What makes people remember Death Stranding may be the story, but what keeps people playing is the delivery method.
From cinematic games to cinematic games, the cinematic approach has changed from the direction of game production to a means to an end, and most games have wisely stopped being “cinematic for the sake of being cinematic”, and cinematics have since become as common an element in games as role-playing and card draws. -Today, if it replaces the ending illustrations with exciting 3D CG, it is still the combat system itself that deserves attention, just like “Ninja Dragon Sword Story” on FC.
This is probably one of the signs that the game industry is coming to maturity. When Photoshop was first born, art designers couldn’t wait to use all the filters and effects to design complex and fancy anthropomorphic style game UI. Many of them were actually not good-looking, but it was a product of the times, when computer hardware and software were advancing rapidly. When the technology boom receded, when people returned to reason, the simple and bright flat style became popular again, but the anthropomorphic style has not lost its future, gorgeous and good-looking anthropomorphic design is still attractive, and in the right combination, anthropomorphic and flat style can coexist harmoniously.

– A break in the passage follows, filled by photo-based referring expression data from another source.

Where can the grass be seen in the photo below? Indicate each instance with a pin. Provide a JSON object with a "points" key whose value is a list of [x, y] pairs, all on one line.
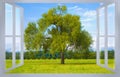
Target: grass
{"points": [[54, 66]]}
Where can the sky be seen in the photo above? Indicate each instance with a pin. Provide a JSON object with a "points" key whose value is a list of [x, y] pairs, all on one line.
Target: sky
{"points": [[87, 13]]}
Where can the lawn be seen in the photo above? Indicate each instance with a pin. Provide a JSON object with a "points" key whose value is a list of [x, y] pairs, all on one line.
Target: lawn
{"points": [[54, 66]]}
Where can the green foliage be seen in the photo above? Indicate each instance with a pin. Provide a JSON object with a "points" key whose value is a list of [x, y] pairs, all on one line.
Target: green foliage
{"points": [[68, 55], [29, 35], [66, 32], [79, 66]]}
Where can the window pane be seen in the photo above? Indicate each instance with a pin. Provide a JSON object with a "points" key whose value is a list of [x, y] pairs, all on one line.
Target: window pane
{"points": [[8, 19], [18, 44], [18, 28], [111, 51], [102, 21], [102, 49], [18, 49], [8, 49], [111, 19]]}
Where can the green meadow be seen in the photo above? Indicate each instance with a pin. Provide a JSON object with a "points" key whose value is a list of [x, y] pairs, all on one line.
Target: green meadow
{"points": [[53, 66]]}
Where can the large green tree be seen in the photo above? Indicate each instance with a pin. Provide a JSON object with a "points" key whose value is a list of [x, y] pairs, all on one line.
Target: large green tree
{"points": [[64, 30]]}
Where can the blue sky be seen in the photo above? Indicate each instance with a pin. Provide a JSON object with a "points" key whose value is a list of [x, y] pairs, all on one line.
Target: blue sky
{"points": [[87, 13]]}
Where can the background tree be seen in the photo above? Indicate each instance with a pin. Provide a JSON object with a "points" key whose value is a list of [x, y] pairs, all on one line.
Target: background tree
{"points": [[30, 35], [64, 29]]}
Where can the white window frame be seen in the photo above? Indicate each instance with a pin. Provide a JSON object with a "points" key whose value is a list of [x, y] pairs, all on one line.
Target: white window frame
{"points": [[117, 38]]}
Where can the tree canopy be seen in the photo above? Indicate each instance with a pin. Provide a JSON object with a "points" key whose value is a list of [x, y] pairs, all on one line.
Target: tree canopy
{"points": [[57, 30]]}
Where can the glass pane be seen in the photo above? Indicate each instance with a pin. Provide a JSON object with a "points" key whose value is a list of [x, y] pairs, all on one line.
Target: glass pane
{"points": [[111, 19], [111, 51], [102, 21], [18, 49], [94, 41], [102, 49], [18, 27], [8, 49], [8, 19]]}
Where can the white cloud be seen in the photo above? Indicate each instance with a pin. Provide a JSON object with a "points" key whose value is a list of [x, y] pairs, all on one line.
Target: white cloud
{"points": [[112, 5], [90, 13]]}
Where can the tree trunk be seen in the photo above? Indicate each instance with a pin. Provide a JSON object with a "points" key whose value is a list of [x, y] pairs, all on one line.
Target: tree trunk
{"points": [[62, 57]]}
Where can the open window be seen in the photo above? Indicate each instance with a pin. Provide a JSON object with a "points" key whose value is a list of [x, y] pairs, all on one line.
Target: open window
{"points": [[13, 36]]}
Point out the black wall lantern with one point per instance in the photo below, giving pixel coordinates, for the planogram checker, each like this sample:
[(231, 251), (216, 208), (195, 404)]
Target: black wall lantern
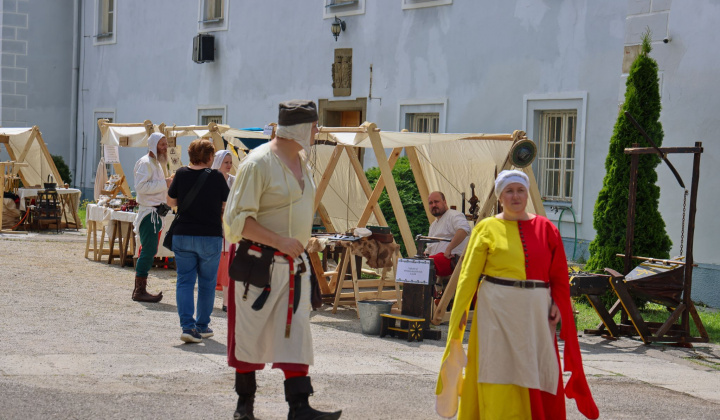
[(337, 26)]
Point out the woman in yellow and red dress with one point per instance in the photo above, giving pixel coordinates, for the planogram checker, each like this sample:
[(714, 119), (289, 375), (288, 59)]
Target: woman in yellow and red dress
[(516, 263)]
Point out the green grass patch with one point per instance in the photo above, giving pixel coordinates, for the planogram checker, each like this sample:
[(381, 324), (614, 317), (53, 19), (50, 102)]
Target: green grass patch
[(587, 318)]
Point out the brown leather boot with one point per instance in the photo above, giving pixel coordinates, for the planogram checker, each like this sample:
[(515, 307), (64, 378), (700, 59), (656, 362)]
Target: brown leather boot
[(140, 293)]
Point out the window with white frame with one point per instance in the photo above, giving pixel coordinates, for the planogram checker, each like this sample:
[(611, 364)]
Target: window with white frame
[(211, 113), (343, 8), (416, 4), (105, 19), (207, 119), (422, 117), (556, 123), (213, 10), (213, 15), (556, 161), (428, 122)]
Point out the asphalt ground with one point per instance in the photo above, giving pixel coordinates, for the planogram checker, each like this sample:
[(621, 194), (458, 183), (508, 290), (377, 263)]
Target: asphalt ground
[(75, 346)]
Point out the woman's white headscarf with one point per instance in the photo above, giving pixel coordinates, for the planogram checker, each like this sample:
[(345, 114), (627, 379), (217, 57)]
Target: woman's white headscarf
[(219, 157), (153, 140)]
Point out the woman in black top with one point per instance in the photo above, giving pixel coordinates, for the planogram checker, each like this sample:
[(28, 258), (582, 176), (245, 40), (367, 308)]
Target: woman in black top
[(197, 239)]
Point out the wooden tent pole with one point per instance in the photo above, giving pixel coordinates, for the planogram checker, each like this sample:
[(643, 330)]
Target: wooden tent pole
[(391, 189), (28, 145), (357, 166), (419, 180), (325, 217), (379, 187), (535, 197), (13, 158), (325, 180), (687, 298)]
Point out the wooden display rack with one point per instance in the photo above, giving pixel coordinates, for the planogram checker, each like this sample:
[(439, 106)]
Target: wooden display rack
[(353, 290), (677, 278)]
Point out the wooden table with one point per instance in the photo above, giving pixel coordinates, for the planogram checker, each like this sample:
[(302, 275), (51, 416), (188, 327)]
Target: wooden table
[(121, 227), (97, 219), (69, 199)]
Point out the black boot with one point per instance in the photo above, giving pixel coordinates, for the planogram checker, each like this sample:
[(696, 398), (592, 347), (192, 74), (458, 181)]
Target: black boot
[(245, 387), (297, 391)]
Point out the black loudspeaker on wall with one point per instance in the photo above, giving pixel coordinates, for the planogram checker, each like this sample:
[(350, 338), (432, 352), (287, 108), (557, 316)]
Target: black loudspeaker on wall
[(203, 48)]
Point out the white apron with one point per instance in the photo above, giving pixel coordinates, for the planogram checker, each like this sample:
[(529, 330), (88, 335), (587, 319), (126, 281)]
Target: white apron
[(515, 343)]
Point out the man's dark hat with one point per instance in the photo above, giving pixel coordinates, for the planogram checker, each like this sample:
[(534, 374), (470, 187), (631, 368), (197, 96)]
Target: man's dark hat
[(297, 112)]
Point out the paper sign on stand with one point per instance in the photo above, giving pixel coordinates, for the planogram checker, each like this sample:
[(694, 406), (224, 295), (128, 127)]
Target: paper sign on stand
[(414, 271)]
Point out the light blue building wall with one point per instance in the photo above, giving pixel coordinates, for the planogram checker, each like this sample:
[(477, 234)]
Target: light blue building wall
[(483, 66)]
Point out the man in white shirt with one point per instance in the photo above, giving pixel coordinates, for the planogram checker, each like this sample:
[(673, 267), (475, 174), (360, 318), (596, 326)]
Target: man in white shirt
[(449, 224), (151, 187)]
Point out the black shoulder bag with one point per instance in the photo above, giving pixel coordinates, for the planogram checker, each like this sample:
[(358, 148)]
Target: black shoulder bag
[(167, 242)]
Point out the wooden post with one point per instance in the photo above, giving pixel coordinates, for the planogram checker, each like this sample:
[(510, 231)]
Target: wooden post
[(687, 291), (534, 192), (419, 180), (391, 189)]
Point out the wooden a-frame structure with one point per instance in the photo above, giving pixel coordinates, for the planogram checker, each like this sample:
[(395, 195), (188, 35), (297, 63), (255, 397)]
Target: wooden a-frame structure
[(370, 136)]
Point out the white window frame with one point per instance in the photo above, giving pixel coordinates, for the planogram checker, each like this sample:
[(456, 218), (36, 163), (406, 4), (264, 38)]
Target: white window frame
[(417, 4), (206, 24), (534, 106), (562, 160), (339, 10), (100, 8), (211, 111), (423, 107)]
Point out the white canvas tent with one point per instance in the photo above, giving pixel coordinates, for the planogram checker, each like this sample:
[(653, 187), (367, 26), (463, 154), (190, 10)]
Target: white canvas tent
[(26, 145), (136, 135), (440, 162)]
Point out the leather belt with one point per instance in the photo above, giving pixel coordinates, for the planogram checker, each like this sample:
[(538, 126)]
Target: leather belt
[(521, 284)]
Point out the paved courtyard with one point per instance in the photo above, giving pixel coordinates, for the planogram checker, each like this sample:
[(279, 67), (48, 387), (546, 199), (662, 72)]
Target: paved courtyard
[(74, 345)]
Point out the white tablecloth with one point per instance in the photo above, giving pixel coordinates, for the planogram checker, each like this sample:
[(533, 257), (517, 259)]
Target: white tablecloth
[(97, 213), (32, 192)]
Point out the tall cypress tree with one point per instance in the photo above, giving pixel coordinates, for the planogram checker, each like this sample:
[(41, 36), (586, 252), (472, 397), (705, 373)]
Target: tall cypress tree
[(642, 101)]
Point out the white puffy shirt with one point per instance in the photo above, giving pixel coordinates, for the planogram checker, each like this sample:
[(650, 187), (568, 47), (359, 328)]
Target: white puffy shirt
[(150, 185)]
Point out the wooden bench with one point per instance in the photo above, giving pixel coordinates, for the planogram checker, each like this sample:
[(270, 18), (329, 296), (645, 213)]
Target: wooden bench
[(413, 332)]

Back to the question at the beginning: compared to five or six years ago, are there more cinematic games, or less? Will cinematic games be the future of gaming? It depends on your point of view: there don’t seem to be more games that clearly imitate the cinematic style and emphasize their cinematography in their promotions, so those who advocate for a cinematic future may be disappointed. But the naysayers probably haven’t won either, as cinematic games can be said to be ubiquitous as a label and an indispensable means of expression.
The cinematic games of the past sought to “make the game look like a movie,” but today’s cinematic games are a way to “take the game to the next level” when it is already as beautiful as a movie.